The domestic inflationary backdrop provides substantial justification for this accommodative stance. Overall inflation moderated to 4.5% in November, below the midpoint of the government’s target range. This was primarily driven by a decline in core inflation which excludes volatile food and energy prices to 2.3%, largely attributable to reduced costs for processed food items such as maize flour and sugar.
Although non-food, non-fuel (NFNF) inflation edged higher to 10.1% due to elevated prices for vegetables like tomatoes and onions, the committee anticipates headline inflation will persist near the target midpoint in the immediate term, a projection that supports the CBK’s growth focused stance.
CBK Cites Strong Reserves, Shilling Stability as Key to Policy Enablers
Concurrently, pronounced stability in the foreign exchange market and robust external reserves have significantly bolstered the policy space. The Kenyan shilling has maintained a firm position below the 130 level against the US dollar for several consecutive weeks, a stability the MPC cited as a pivotal factor enabling sustained policy support.
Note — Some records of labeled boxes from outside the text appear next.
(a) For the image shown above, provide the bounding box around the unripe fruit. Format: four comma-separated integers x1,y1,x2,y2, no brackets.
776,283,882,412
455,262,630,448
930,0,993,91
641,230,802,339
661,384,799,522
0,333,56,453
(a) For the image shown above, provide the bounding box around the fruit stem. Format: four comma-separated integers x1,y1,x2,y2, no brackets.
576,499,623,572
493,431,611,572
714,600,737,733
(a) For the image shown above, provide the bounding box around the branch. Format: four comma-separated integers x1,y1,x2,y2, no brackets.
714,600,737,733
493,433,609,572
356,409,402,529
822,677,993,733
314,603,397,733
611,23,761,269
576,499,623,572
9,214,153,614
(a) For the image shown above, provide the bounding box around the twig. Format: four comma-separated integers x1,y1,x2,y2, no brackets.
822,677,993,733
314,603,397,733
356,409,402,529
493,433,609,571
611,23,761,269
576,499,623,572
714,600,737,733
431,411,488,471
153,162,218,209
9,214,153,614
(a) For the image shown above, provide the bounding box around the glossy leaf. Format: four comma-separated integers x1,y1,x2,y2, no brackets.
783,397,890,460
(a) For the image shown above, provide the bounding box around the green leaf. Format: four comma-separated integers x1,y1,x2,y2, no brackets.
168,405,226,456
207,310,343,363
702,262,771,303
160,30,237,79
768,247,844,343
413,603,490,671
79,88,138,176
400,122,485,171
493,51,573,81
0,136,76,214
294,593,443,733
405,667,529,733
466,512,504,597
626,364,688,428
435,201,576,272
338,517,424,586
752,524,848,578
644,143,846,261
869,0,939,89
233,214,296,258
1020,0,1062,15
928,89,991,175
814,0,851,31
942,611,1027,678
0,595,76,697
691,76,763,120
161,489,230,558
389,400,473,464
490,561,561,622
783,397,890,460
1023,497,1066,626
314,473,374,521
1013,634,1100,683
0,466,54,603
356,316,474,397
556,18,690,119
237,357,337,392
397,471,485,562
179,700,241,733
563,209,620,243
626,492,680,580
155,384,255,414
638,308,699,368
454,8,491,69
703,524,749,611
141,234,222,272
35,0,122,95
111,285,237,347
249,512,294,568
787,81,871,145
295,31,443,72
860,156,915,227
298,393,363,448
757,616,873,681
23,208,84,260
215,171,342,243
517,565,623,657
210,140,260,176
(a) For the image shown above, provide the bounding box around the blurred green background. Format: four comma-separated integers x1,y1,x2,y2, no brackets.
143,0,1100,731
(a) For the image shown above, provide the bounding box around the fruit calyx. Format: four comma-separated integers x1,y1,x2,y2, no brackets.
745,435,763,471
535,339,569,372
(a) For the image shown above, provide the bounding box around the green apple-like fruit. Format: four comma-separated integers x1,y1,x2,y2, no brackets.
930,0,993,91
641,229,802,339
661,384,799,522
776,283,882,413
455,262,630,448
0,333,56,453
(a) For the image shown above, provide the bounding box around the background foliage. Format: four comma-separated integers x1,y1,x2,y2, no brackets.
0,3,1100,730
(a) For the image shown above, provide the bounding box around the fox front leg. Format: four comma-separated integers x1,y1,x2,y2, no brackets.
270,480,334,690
Furthermore, the central bank’s foreign exchange reserves ascended to USD 12.092 billion in December, equivalent to 5.25 months of import cover and representing the highest buffer observed in recent months.

The committee noted that the current account deficit, while having widened modestly to 2.2% of GDP in the twelve months to October, remains manageable and is projected to stabilize around 2.3% through 2025 and 2026. On the growth front, recent data indicate a broadening recovery. Real GDP expanded by 4.9% in the first half of 2025, prompting the CBK to revise its full-year growth forecast upward to 5.2%, with a further acceleration to 5.5% anticipated in 2026.
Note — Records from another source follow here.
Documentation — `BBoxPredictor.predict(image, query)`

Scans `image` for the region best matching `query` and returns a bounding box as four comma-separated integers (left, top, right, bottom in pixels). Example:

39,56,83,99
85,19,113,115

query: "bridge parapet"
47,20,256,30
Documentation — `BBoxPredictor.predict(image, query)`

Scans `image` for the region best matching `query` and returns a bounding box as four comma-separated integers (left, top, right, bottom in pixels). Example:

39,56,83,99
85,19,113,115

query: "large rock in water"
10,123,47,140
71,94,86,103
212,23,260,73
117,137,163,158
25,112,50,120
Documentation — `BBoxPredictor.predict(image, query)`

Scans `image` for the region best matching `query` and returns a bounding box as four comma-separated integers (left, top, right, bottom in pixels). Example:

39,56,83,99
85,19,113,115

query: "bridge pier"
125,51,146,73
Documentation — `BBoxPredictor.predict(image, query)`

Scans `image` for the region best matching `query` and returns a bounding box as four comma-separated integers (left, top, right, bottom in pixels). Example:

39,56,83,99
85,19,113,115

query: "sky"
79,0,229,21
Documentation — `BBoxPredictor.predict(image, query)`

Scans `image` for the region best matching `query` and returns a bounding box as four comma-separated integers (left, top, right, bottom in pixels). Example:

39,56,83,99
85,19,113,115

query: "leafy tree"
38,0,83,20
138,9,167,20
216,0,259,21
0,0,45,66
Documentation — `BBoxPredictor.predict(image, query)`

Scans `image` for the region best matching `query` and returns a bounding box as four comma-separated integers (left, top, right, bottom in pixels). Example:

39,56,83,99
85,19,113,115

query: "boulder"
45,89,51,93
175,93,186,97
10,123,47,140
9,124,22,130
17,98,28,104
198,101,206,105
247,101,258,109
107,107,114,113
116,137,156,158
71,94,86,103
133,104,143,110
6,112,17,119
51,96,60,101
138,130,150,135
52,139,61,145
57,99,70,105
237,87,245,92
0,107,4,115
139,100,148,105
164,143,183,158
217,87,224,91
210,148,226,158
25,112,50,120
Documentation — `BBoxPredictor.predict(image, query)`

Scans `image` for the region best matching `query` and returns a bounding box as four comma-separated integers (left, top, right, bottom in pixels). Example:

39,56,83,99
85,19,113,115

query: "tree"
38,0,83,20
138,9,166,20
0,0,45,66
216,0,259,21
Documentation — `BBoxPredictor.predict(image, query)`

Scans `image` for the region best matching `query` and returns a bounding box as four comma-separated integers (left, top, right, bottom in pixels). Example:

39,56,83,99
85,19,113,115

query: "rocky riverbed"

This optimistic outlook is underpinned by resilience in the agricultural and services sectors, coupled with a discernible recovery in industrial activity. The accommodative monetary policy is already transmitting to the real economy, as evidenced by CBK data showing a year-on-year expansion in private sector credit growth to 6.3% in November 2025, up from 5.9% in October 2025.
This marks a sustained recovery from the negative growth witnessed earlier in the year. Correspondingly, average commercial bank lending rates have declined to 14.9% in November 2025 from 17.2% a year prior, and credit quality has shown improvement, with the ratio of non-performing loans receding to 16.5% in November 2025 from 16.7% in October 2025.
A critical element of the CBK’s committee’s deliberation involved the transition to a revised Risk-Based Credit Pricing Model (RBCPM) for the banking sector, slated for full implementation by March 2026. This structural reform is anticipated to enhance the transmission mechanism of monetary policy, ensuring that reductions in the CBR translate more directly and transparently into lower borrowing costs for businesses and households. The shift is viewed as instrumental for maximizing the efficacy of the CBK’s current easing cycle.
Salient Developments in the Macroeconomic Space
Private sector credit attained a record KES 4.15 trillion in November, signaling a definitive shift in the credit cycle. In capital markets, corporate initiatives such as Safaricom’s inaugural green bond witnessed remarkable oversubscription, reflecting robust investor appetite for sustainable instruments. Concurrently, the mobile money ecosystem is evolving, with Airtel Money surpassing a 10% market share for the first time as M-Pesa’s dominance gradually recedes.
Equity markets exhibited volatility, characterized by exceptional rallies in specific counters like Uchumi and Kakuzi contrasted with net foreign investor outflows and a broader index decline. Meanwhile, infrastructure sectors such as fixed broadband and electricity generation posted steady growth, underscoring the underlying diversification and expansion of the Kenyan economy.